Protected forest reserve in Malaysia

Tawai Forest Reserve is a protected forest reserve in Telupid District of Sandakan Division, Sabah, Malaysia. It was first created in January 1972, before being designated as a Class 1 Protection Forest by the Sabah Forestry Department in 1984. It was fully demarcated in 2002, resulting in an area of 22,697 ha. The reserve is mostly mountainous, consisting of ultramafic forest, upland mixed dipterocarp forest and kerangas forest. Mount Tawai, at 1273 m, is within the reserve. It is flattest near its northern and eastern edges.
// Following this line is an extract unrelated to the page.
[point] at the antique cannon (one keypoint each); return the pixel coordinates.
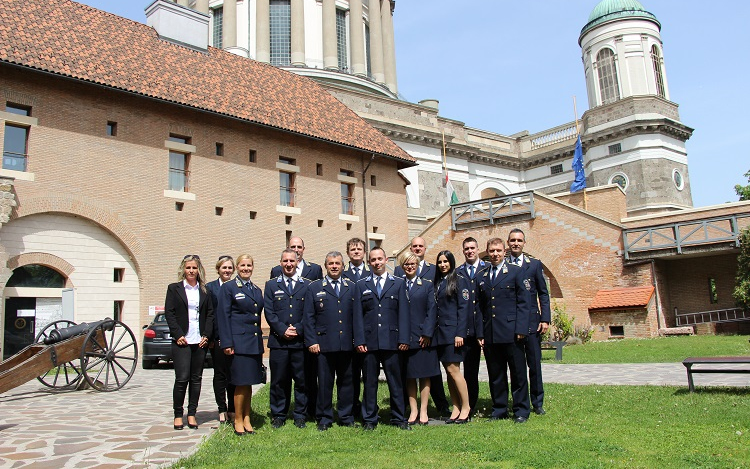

The Tawai waterfall is located within the reserve, part of the many rivers which flow through it. Protection of these headwaters was part of the reason for the reserve's establishment. The reserve has been badly affected by fires that have spread into the reserve from nearby settlements and palm oil plantations. Illegal logging has occurred in areas of dipterocarp forest. Illegal logging and land clearance has occurred in some portions of the reserve. There are plans for the Pan-Borneo Highway to be expanded in part through the northern portion of the reserve. The forestry department runs a Rainforest Camp to generate tourism money, providing access to the clean river water of the reserve, rainforest treks, and a waystop near the path of the Sandakan Death Marches.

==Flora==
1,070 floral species have been identified within Tawai Forest Reserve, 1030 flowering plants, 25 ferns, 13 gymnosperms, and 2 lycophytes. With 98 species endemic to Borneo, 35 endemic to Sabah, and 4 endemic to the local area, it has the highest endemism of forest reserves within inland Sabah. The area is important for tree species including Anisoptera, Dipterocarpus, Hopea and Shorea species. An orchid species, Paraphalaenopsis labukensis, is endemic to the area. The tree species Semecarpus angustifolius is also endemic here. The forests are in good condition, aside from areas near the border of the reserve, especially the Ruku Ruku valley in the northeast, which is mainly secondary forest. Most of the reserve is ultramafic forest. At least 38 dipterocarp species have been identified.

==Fauna==
Tawai Forest Reserve is home to animals including wild boar, clouded leopard, barking deer, red leaf monkey and gibbon. Bird species include grey-breasted babbler and the near-threatened scarlet-breasted flowerpecker, with a total of 47 species being identified. Butterflies inhabit shaded areas, including the poorly understood Delias henningia. Borneo elephants inhabit parts of the reserve, often concentrated in flat areas that are being considered for highway expansion.